PROJECT SUMMARY/ABSTRACT The co-evolution of bacterial protein toxins and their targets has led to the discovery of many novel protein modifications and the development of applications in molecular biology. Arthropods, the most diverse phylum on Earth, are hosts to many bacterial symbionts that secrete diverse toxins of unknown function during infection. The maternally transmitted, intracellular parasite Spiroplasma poulsonii encodes one such toxin (Spiroplasma androcidin or Spaid) that causes male killing in its natural host Drosophila melanogaster. This proposed project aims to understand how the bacterial toxin Spaid recognizes the host cellular environment to specifically kill males. To that end, we use the Spiroplasma-Drosophila model system and a combination of genetics and molecular biology to identify specific host proteins targeted by Spaid and how the toxin binds these proteins. Previous work has suggested that Spiroplasma, via Spaid, detects the presence of the male specific lethal complex in flies. This complex is responsible for dosage compensation in male flies, which lack a second copy of the X. It is formed during early development in males and is part of the Drosophila sex determination pathway. Given this result, we hypothesized that natural resistance to Spaid would exist in Drosophila populations, that the target of Spaid is part of the dosage compensation complex (dcc), and that Spaid directly binds to dcc components, altering their activity. Our strong preliminary data suggest that we are correct, as we find natural variants of Drosophila melanogaster (within the DGRP), which produce males in the presence of Spaid and/or Spiroplasma. We also find that tissue specific knockdown of dcc components partially suppresses Spaid toxicity in male tissue.

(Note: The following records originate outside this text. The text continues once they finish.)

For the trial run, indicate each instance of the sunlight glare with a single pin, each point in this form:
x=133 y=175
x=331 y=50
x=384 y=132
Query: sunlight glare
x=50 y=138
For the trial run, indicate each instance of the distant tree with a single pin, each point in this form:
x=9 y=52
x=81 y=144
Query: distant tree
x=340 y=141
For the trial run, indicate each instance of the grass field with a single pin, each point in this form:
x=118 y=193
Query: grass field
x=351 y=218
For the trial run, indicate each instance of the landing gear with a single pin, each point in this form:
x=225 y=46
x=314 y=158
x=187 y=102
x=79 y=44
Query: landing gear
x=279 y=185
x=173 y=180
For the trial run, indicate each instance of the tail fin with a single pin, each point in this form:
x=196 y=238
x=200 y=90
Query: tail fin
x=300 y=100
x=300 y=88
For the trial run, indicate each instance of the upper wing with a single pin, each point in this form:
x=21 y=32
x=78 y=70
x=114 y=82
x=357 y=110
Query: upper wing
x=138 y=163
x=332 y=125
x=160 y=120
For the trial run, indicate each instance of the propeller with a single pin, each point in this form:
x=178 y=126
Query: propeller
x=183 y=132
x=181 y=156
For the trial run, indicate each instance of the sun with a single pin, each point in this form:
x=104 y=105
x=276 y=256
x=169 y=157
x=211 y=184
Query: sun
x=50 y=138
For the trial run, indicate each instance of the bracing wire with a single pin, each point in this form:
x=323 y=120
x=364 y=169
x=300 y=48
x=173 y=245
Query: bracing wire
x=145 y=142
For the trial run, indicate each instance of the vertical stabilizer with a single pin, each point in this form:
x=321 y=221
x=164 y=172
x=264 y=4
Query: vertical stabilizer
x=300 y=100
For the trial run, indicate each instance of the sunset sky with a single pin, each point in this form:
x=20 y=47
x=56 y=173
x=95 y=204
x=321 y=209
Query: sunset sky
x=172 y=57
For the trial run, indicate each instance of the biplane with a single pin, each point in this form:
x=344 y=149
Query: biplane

Towards this hypothesis, and guided by strong preliminary data, we propose to pursue two Specific Aims to identify host proteins that interact directly with the Spaid toxin and characterize how variation within host proteins and Spaid affect male killing at the molecular and cellular level. We will (1) Identify Spaid targets using a yeast 2-hybrid screen and co-immunoprecipitation, (2) identify suppressors of Spaid toxicity using natural variation in Drosophila and a genetic screen. Results from these experiments will illustrate how a bacterial toxin manipulates the host cellular environment.

项目总结/摘要 细菌蛋白毒素与其靶蛋白的协同进化导致了许多新蛋白的发现 分子生物学中的修饰和应用的发展。节肢动物，最多样化的门 在地球上，是许多细菌共生体的宿主，这些细菌共生体分泌各种功能未知的毒素， 感染母体传播的胞内寄生虫螺原体编码一种这样的毒素 （螺原体androcidin或Spayed），在其自然宿主果蝇中导致雄性死亡。这 拟议的项目旨在了解细菌毒素Spaid如何识别宿主细胞环境， 专门杀死男性为此，我们使用螺原体-果蝇模型系统和以下组合： 遗传学和分子生物学来识别Spayed靶向的特定宿主蛋白以及毒素如何结合 这些蛋白质。 以前的工作表明，螺原体，通过Spaid，检测男性特定致命的存在， 复杂的苍蝇。这种复合物负责雄性果蝇的剂量补偿，而雄性果蝇缺乏第二个副本 的X.它在雄性果蝇的早期发育过程中形成，是果蝇性别决定的一部分 通路鉴于这一结果，我们假设果蝇对Spaid存在天然抗性 人群，Spaid的目标是剂量补偿复合物（dcc）的一部分，并且Spaid直接 与DCC成分结合，改变它们的活性。我们强大的初步数据表明，我们是正确的，因为我们 发现黑腹果蝇的自然变种（DGRP内），在存在 Spaid和/或Spiroplasma。我们还发现，组织特异性敲低dcc组分部分抑制了 在雄性组织中扩散毒性。 针对这一假设，并在强有力的初步数据的指导下，我们提出了两个具体目标， 鉴定与Spayed毒素直接相互作用的宿主蛋白质，并表征宿主内的变异 蛋白质和Spaid在分子和细胞水平上影响雄性杀伤。我们将（1）使用 酵母双杂交筛选和免疫共沉淀，（2）使用天然药物鉴定Spaid毒性的抑制剂 果蝇的基因变异和基因筛选。 这些实验的结果将说明细菌毒素如何操纵宿主细胞环境。